Sunday, February 12, 2012

Flying through ModernCity

The whole "send surfaces only instead of whole chunks" bit now works properly, so I thought I'd show you guys a video.

(Omagosh I'm allowed to embed Youtube videos again? yay!)

It seems the screen recorder didn't only kill the frame rate as per usual, but also messed with the occlusion queries. So you'll see the occasional hole in the terrain. Let's see if I can figure out why this happens...

Edit: Fixed it by changing the occlusion system. We'll leave that for another blog post. In the meantime:

Sunday, February 5, 2012

How to draw a cube

I'm not the only one who tried to draw a couple of cubes after seeing Minecraft, and every now and then I get questions from other programmers about how to structure the data and make it fast. So let's take a look at the basics of cube rendering.

Structure and storage

At the bottom level, we have a block, which is nothing more than a 16-bit value.  This means we can have over 65,000 block types, although special block types could take up multiple slots.  (For example, a staircase that can be placed in four directions would require four ID numbers.)  There is a separate table that holds all the info for a given block type, such as the name, durability, transparency, the collision box, Lua hooks, etc.

Then there's the chunk, a group of blocks arranged in a 16×16×16 cube.  Or at least, that's the concept.  In reality, it is an array of block types, and its size is fixed at 16³ = 4096 elements.  (At 16 bits for a block type, that's 8192 bytes).  The (x,y,z) position of a block is implicit: it is located in the array at index [x + y * 16 + z * 256].

Then, at the highest level, there's the game world.  This is a really, really big cube (4.3 billion blocks in every direction: a few times larger than our own sun), and it's sliced up in chunks.

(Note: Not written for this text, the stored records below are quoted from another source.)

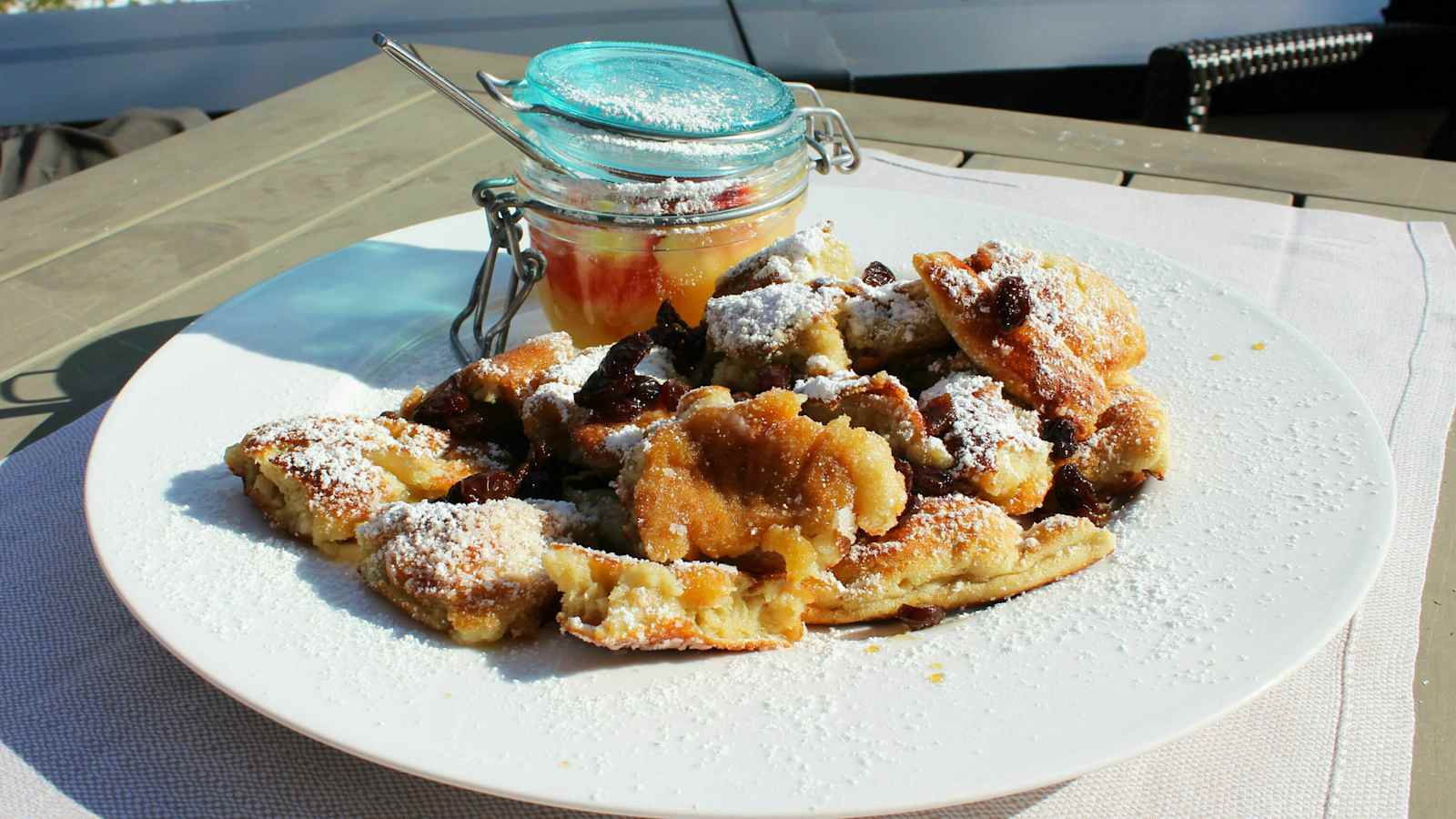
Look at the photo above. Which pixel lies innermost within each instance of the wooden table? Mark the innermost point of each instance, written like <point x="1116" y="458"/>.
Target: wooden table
<point x="99" y="268"/>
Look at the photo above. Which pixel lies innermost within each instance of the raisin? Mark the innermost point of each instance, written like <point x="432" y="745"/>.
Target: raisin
<point x="440" y="405"/>
<point x="907" y="472"/>
<point x="938" y="416"/>
<point x="932" y="482"/>
<point x="877" y="274"/>
<point x="1012" y="303"/>
<point x="615" y="390"/>
<point x="761" y="562"/>
<point x="484" y="486"/>
<point x="1063" y="436"/>
<point x="448" y="407"/>
<point x="669" y="394"/>
<point x="1077" y="496"/>
<point x="541" y="475"/>
<point x="623" y="356"/>
<point x="494" y="423"/>
<point x="684" y="343"/>
<point x="919" y="617"/>
<point x="774" y="376"/>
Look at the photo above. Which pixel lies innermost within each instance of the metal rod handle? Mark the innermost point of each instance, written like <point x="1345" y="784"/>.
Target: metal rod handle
<point x="458" y="95"/>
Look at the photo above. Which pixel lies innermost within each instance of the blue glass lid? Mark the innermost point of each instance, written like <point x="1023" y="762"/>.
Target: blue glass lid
<point x="654" y="109"/>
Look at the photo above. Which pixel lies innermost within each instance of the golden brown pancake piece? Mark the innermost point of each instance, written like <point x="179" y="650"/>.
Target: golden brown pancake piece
<point x="996" y="448"/>
<point x="472" y="570"/>
<point x="552" y="417"/>
<point x="1130" y="442"/>
<point x="509" y="378"/>
<point x="1079" y="329"/>
<point x="711" y="482"/>
<point x="954" y="551"/>
<point x="319" y="477"/>
<point x="803" y="257"/>
<point x="623" y="602"/>
<point x="892" y="321"/>
<point x="878" y="404"/>
<point x="788" y="325"/>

Unlike blocks, we don't have to keep all 19 septillion chunks in memory at all times.  Chunks are positioned explicitly, meaning we store its position as well.  This allows us to load and unload small sections of the game world as needed.  I store them in a database, where the position is the primary key, and the chunk data is a blob of compressed data. Until recently it used 'deflate' as its compression algorithm.  I switched to LZ4, because it is much faster (7 to 10 times) and compression is only a few percent worse on average.


Drawing the cubes on screen seems simple enough.  Load the chunks that are near the player, then go through every block in every chunk.  Grab the right texture for that block type, draw a cube at this position (the chunk's own coordinates, plus the implicit position of the block). Ta dah.

This is really, really slow.  We're drawing a lot of stuff the player can never see, so this is also easy to speed up.  The only thing that is interesting for rendering, are the faces at the surface.  So we still check every block, but we also look at the six neighbors.  If the neighbor is of a different block type, and it is transparent, then we draw the face.  Surfaces are stored as a list of a 16-bit chunk array index, plus a byte that indicates which of the six faces are exposed in the lowest 6 bits.

Much better already!  Combined with frustum culling and occlusion culling (described in detail in an earlier post) performance will be boosted even further.

Opaque and transparent objects need to be drawn separately, so you'll have to generate two surfaces for each chunk.  First you draw all opaque surfaces, in near-to-far order.  Then you turn off z-buffer writes, and draw all transparent surfaces in reverse order, far-to-near.

Surface extraction

The step that converts a chunk to the visibile surfaces is now our new bottleneck.  I know others have experimented with offloading this to the GPU, but this requires a rather modern card, and I'd like to support at least OpenGL 2.1.  So for now, we're still CPU bound.

Hexahedra always runs in a client-server setup, even for single player.  The server also looks for a chunk's surface, even though it doesn't render anything.  It uses this for calculating light, and for collision handling. Now why don't we store this information in the database as well, and send only the surfaces to the client?

This has several advantages.  Clients don't have to go through the same expensive step anymore. Network load will be reduced; a surface is usually smaller than the chunk it was generated from, with only a couple of worst-case scenarios as the rare exception.  Cheating will be harder, since clients cannot see ores or other valuables hidden inside the walls.

Hope you enjoyed this quick peek under the hood!